Life on the Mississippi (1883) is a memoir by Mark Twain of his days as a steamboat pilot on the Mississippi River before the American Civil War. It is also a travel book, recounting his trip along the Mississippi River from St. Louis to New Orleans many years after the war.
Simultaneously published in 1883 in the United States and Great Britain, the book is the first submitted to a publisher as a typewritten manuscript. Twain did not, however, use the typewriter himself. His secretary, Isabel V. Lyon, typed from Twain's manuscript.

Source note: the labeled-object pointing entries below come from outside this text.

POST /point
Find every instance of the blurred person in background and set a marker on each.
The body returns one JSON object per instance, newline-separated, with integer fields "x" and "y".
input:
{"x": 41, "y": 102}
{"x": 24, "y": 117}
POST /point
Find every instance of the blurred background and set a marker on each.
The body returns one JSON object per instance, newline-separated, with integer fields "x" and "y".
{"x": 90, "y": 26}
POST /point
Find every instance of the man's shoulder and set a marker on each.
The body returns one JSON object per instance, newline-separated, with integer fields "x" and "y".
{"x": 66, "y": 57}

The book begins with a brief history of the river from its discovery by Hernando de Soto in 1541. Chapters 4–22 describe Twain’s career as a Mississippi steamboat pilot, the fulfillment of a childhood dream.

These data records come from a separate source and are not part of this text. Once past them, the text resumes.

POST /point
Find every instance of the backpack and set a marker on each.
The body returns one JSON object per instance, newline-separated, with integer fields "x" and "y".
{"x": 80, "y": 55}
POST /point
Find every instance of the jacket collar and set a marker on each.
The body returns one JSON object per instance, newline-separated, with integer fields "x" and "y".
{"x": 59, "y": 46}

The second half of Life on the Mississippi tells of Twain’s return, many years after, to travel the river from St. Louis to New Orleans. By then the competition from railroads had made steamboats passé, in spite of improvements in navigation and boat construction. Twain observes new, large cities on the river and records his ruminations on greed, gullibility, tragedy, and bad architecture.
Life on the Mississippi was the book that launched the now well known Samuel Clemens’ career as a “serious” author. Clemens, more well known by the title Mark Twain, paints Mississippi steamboat living and the workings of the river itself as a tribute to that great river.
Twain uses this novel as a combination of an autobiography of his early days as a steamboats man, and a collection of anecdotes about the people who made their living both along the great river and on it.It was from this work that the novel Huckleberry Finn would emerge, using the raw material to set the backdrop for this work which is considered Twain’s greatest novel.